Pris d'une vive piqûre à la cuisse droite, Markov développe une fièvre foudroyante quelques heures plus tard et décède à l'hôpital quatre jours après l'incident. L'autoxie médico-légale révèle un scénario digne des romans de James Bond : la férule du parapluie dissimulait un mécanisme à air comprimé ayant injecté sous sa peau une minuscule bille en platine perforée, remplie de ricine, un poison mortel foudroyant. Commandité par les services secrets bulgares avec le soutien logistique du KGB, ce meurtre spectaculaire inspirera en France la célèbre comédie de Gérard Oury avec Pierre Richard, Le Coup du parapluie.

7 septembre : Sainte Reine

Sainte Reine est une martyre chrétienne du IIIe siècle, née à Alise (l'actuel village d'Alise-Sainte-Reine en Côte-d'Or). Ayant perdu sa mère à sa naissance, elle est élevée par une nourrice chrétienne qui la fait baptiser en secret. Lorsque son père, un notable païen, découvre la foi de sa fille, il la chasse du foyer familial. Devenue bergère, Reine se distingue par sa dévotion et sa grande beauté. Vers l'âge de quinze ans, elle attire l'attention du gouverneur romain Olibrius, de passage dans la région. Tombé sous son charme, il lui propose le mariage à la condition formelle qu'elle abjure sa foi chrétienne. Reine refuse fermement de renier le Christ et de céder à ses avances. Face à sa résolution inébranlable, le gouverneur la fait jeter en prison, soumettre à d'atroces tortures, puis ordonne sa décapitation vers l'an 252. Depuis le Moyen Âge, son culte est particulièrement vivace en Bourgogne, où elle incarne le courage, la pureté et la fidélité spirituelle.

Les saints du jour

Outre Sainte Reine, plusieurs autres figures spirituelles sont commémorées le 7 septembre :

  • Saint Cloud (ou Clodoald) : petit-fils du roi Clovis et de sainte Clotilde, qui renonça aux luttes de pouvoir pour devenir ermite et prêtre, donnant son nom à la ville de Saint-Cloud.
  • Saint Grât (ou Gratus) d'Aoste : évêque du Ve siècle et saint patron de la Vallée d'Aoste.
  • Sainte Madelberte : religieuse et abbesse du monastère de Maubeuge au VIIIe siècle.
  • Saint Sozon : jeune berger de Cilicie, mort martyr pour sa foi au début du IVe siècle.

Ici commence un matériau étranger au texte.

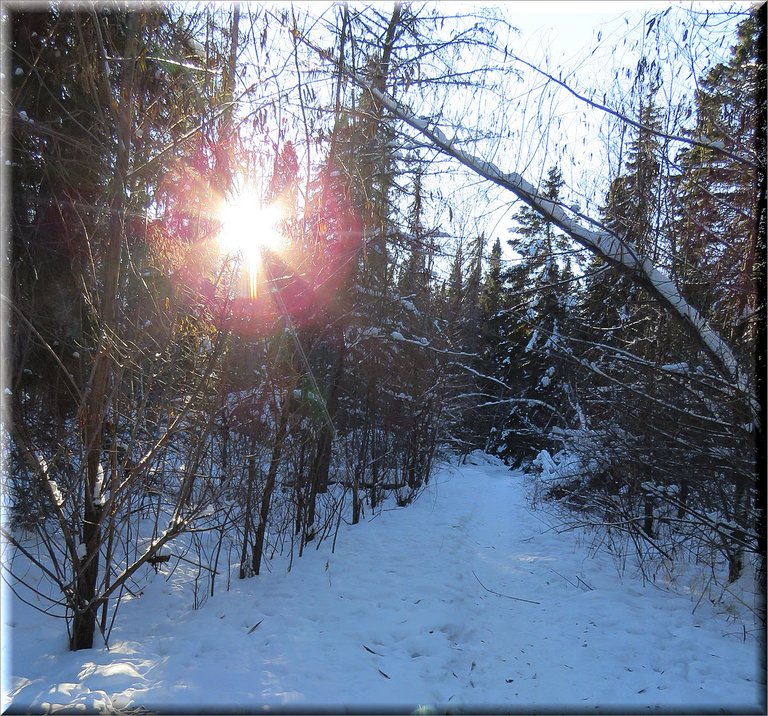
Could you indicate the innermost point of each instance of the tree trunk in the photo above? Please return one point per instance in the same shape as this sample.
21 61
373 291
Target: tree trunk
269 487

Les célébrités portant ce prénom

Le prénom Reine et sa variante internationale Regina sont illustrés par plusieurs personnalités du monde artistique et culturel :

  • Regina King : actrice et réalisatrice américaine, récompensée par l'Oscar de la meilleure actrice dans un second rôle pour Si Beale Street pouvait parler.
  • Regina Spektor : auteure-compositrice-interprète et pianiste américaine d'origine russe.
  • Regina Hall : actrice et productrice américaine, célèbre pour ses apparitions dans de nombreuses comédies et séries télévisées.
  • Reine Flachot : violoncelliste classique française de renommée internationale et grande pédagogue.
  • Reine Gianoli : pianiste française reconnue notamment pour ses enregistrements intégrals des œuvres de Schumann et de Mozart.